Gordon Gray, l’ancien ambassadeur des États-Unis en Tunisie, a déclaré à RS qu’il y avait « une forte incitation pour l’Égypte à soutenir les efforts des États-Unis pour garantir la liberté des mers », compte tenu de ce qui est en jeu pour l’Égypte en termes de droits sur le canal de Suez dans le contexte des attaques maritimes des Houthis.

Mais malgré les revers économiques dus à la crise sécuritaire en mer Rouge, l’Égypte n’a pas rejoint l’opération Gardien de la prospérité (OPG) et Le Caire n’a joué aucun rôle officiel dans la campagne de bombardements menée par Washington contre les Houthis qui a commencé il y a près de deux mois. Ce n’est pas parce que Le Caire ne partage pas les préoccupations de l’Occident concernant les attaques des Houthis contre les navires. Au contraire, l’Égypte et les États-Unis sont tout à fait d’accord sur le fait qu’aucun groupe yéménite ne devrait être autorisé à perturber le transport maritime dans la région.

En fait, lorsque l’Arabie saoudite a lancé l’opération Tempête décisive en mars 2015, l’Égypte a engagé ses forces navales pour assurer la sécurité en mer Rouge et dans le golfe d’Aden. À l’époque, Sissi qualifiait la mer Rouge de « lac arabe » et identifiait Bab al-Mandab comme important pour « la sécurité nationale égyptienne et arabe ».

L’opinion publique du pays explique en grande partie le fait que Le Caire n’a pas adhéré à l’OPG ni soutenu officiellement les frappes entre les États-Unis et le Royaume-Uni. De nombreux Égyptiens verraient maintenant leur gouvernement s’aligner ouvertement sur Washington et Londres contre les Houthis, le Caire facilitant la guerre d’Israël contre Gaza.

« L’Égypte a refusé d’adhérer [à l’OPG] et, bien qu’il soit possible que l’Égypte apporte une contribution en coulisses, une telle contribution est à peu près invisible à l’œil nu pour le moment. Au contraire, c’est le moins qu’ils puissent faire », selon Dunne.

DesRoches pense que les Égyptiens ont probablement permis à Londres d’utiliser l’espace aérien égyptien pour bombarder des cibles houthies au Yémen.

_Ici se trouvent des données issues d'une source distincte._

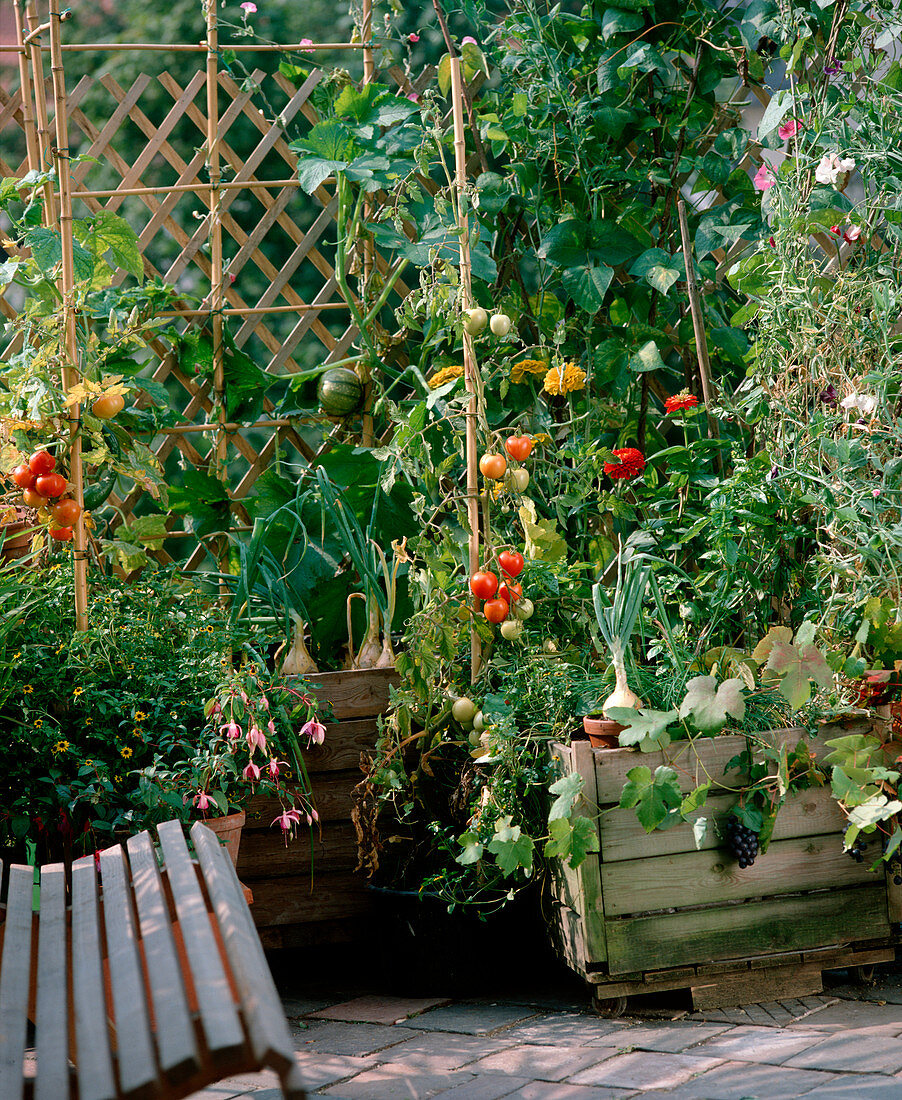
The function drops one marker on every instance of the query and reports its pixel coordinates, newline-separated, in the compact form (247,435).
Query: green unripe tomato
(524,608)
(474,320)
(463,710)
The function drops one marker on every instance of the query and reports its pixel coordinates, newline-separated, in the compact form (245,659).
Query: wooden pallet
(309,898)
(650,912)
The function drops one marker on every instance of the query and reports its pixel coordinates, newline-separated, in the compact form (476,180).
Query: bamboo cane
(469,355)
(69,372)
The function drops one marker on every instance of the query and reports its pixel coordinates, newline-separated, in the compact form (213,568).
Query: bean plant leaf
(644,726)
(708,704)
(796,669)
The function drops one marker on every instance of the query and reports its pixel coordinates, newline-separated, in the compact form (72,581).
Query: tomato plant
(493,465)
(483,584)
(512,562)
(496,611)
(41,462)
(51,485)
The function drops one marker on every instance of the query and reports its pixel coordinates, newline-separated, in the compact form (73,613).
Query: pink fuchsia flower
(256,739)
(790,129)
(315,730)
(763,177)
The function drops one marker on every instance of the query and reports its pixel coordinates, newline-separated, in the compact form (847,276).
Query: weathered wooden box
(307,894)
(650,912)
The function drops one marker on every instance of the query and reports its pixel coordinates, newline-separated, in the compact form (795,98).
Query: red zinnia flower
(682,400)
(631,463)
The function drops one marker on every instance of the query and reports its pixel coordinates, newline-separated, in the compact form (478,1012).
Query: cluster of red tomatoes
(45,488)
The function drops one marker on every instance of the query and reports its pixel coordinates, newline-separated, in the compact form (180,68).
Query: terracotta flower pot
(229,832)
(603,733)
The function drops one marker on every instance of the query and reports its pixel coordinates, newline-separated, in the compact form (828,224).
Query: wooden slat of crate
(805,813)
(794,922)
(714,877)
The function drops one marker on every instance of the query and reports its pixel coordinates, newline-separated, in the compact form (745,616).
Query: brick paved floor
(844,1045)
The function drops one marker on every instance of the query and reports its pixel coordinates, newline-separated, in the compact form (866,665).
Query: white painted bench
(149,982)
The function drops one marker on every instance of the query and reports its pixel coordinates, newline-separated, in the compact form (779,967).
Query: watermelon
(340,392)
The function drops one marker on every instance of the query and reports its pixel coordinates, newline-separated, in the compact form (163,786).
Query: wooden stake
(69,372)
(470,367)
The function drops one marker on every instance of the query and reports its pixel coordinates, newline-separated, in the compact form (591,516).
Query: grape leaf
(708,703)
(796,668)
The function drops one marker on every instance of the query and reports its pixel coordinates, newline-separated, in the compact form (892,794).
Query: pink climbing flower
(256,739)
(315,730)
(763,177)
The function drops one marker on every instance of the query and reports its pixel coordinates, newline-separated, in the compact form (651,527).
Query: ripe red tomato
(41,462)
(493,465)
(51,484)
(496,611)
(108,406)
(512,562)
(66,512)
(518,447)
(483,585)
(509,592)
(23,476)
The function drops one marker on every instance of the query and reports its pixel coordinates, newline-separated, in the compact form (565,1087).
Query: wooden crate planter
(650,912)
(308,894)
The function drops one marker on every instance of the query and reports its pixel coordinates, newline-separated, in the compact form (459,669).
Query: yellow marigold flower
(446,374)
(518,371)
(563,380)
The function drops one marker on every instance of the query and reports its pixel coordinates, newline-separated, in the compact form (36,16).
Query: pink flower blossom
(763,177)
(315,730)
(256,739)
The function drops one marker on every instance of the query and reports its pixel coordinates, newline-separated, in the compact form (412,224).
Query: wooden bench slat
(264,1015)
(220,1020)
(174,1031)
(136,1064)
(52,1033)
(94,1056)
(14,975)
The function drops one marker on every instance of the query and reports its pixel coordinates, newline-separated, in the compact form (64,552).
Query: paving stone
(565,1030)
(641,1070)
(853,1053)
(338,1037)
(542,1063)
(439,1051)
(380,1010)
(396,1082)
(758,1044)
(672,1037)
(747,1080)
(474,1019)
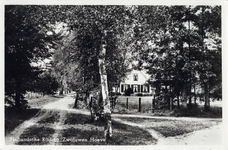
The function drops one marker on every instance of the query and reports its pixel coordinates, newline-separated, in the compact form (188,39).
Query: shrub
(128,92)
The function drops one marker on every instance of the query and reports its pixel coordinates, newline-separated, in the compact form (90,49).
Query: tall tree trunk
(76,100)
(61,90)
(171,99)
(104,90)
(195,94)
(190,96)
(206,97)
(184,95)
(178,100)
(18,93)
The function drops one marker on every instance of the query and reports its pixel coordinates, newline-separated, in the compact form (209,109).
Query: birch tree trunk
(104,90)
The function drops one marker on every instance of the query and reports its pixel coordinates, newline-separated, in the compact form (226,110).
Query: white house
(137,81)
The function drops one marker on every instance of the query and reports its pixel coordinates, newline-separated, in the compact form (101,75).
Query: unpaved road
(201,137)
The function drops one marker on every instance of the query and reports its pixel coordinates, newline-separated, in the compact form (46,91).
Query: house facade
(137,81)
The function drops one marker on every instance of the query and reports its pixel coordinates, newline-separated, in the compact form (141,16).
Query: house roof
(142,77)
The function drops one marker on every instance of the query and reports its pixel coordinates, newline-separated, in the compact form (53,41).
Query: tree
(25,42)
(167,39)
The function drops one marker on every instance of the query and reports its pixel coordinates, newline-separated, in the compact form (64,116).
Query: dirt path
(61,106)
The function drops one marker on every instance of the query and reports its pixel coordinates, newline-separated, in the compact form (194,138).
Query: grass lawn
(146,108)
(86,132)
(79,130)
(172,127)
(14,118)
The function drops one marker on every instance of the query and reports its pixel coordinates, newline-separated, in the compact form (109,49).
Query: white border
(223,3)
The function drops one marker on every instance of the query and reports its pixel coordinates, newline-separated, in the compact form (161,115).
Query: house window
(135,88)
(135,77)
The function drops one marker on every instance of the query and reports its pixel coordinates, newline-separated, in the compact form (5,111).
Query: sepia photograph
(113,75)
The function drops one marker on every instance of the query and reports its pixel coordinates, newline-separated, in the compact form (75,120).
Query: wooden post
(153,104)
(139,104)
(127,104)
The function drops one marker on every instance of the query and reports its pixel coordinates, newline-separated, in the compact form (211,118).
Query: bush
(128,92)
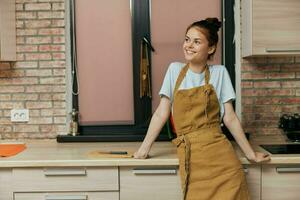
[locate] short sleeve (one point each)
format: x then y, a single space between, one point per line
166 88
227 91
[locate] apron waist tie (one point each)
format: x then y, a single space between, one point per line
183 139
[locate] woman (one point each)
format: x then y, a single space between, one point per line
199 97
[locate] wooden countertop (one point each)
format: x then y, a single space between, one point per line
49 153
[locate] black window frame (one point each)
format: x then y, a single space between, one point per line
142 106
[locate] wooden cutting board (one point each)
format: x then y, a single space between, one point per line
112 154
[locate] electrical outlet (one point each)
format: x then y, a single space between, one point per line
19 115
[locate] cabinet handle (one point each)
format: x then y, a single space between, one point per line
65 172
281 50
154 171
66 197
287 169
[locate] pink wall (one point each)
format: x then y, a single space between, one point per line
103 31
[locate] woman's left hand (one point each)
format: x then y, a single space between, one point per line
260 157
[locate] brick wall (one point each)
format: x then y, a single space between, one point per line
270 88
37 80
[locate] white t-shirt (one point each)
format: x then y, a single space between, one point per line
219 78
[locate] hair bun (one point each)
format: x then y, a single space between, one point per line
213 23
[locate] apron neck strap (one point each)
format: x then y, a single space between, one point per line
183 72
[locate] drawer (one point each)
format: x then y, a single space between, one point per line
281 182
65 179
150 183
68 196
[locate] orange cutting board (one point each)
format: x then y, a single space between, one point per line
7 150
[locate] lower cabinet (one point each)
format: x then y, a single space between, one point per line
154 183
6 184
280 182
253 176
66 179
68 196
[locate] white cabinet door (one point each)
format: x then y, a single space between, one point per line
68 196
270 27
150 183
5 184
253 176
65 179
280 182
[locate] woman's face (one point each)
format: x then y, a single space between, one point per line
196 46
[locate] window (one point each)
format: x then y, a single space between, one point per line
108 61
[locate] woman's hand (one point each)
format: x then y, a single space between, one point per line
141 154
260 157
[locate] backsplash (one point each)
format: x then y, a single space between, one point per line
270 88
37 80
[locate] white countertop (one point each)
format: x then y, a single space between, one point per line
49 153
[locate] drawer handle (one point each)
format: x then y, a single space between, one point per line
65 172
281 50
287 169
154 171
66 197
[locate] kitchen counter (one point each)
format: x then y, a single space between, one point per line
49 153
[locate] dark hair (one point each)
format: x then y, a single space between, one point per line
210 27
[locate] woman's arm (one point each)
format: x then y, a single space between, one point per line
158 120
233 124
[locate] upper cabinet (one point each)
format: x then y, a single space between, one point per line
7 30
270 27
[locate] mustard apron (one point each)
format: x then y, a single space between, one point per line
208 165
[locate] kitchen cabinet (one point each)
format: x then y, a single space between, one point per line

« En extrapolant, je suis convaincu que les vols de soutien, de renseignement et de ravitaillement des États-Unis transitent probablement par l’espace aérien égyptien », a-t-il déclaré à RS. « J’ai un degré de confiance légèrement inférieur dans le fait que les Égyptiens partagent les renseignements et l’image opérationnelle commune de leurs divers moyens pour localiser les traces de missiles et les sites de lancement. Cela est probablement plus limité par le manque de capacité égyptienne que par une décision politique de ne pas coopérer.

En fin de compte, l’alliance entre les États-Unis et l’Égypte reste forte. Mais Le Caire doit aborder cette relation avec plus de prudence étant donné le rôle de Washington dans la destruction de Gaza et son isolement croissant dans le monde arabo-islamique.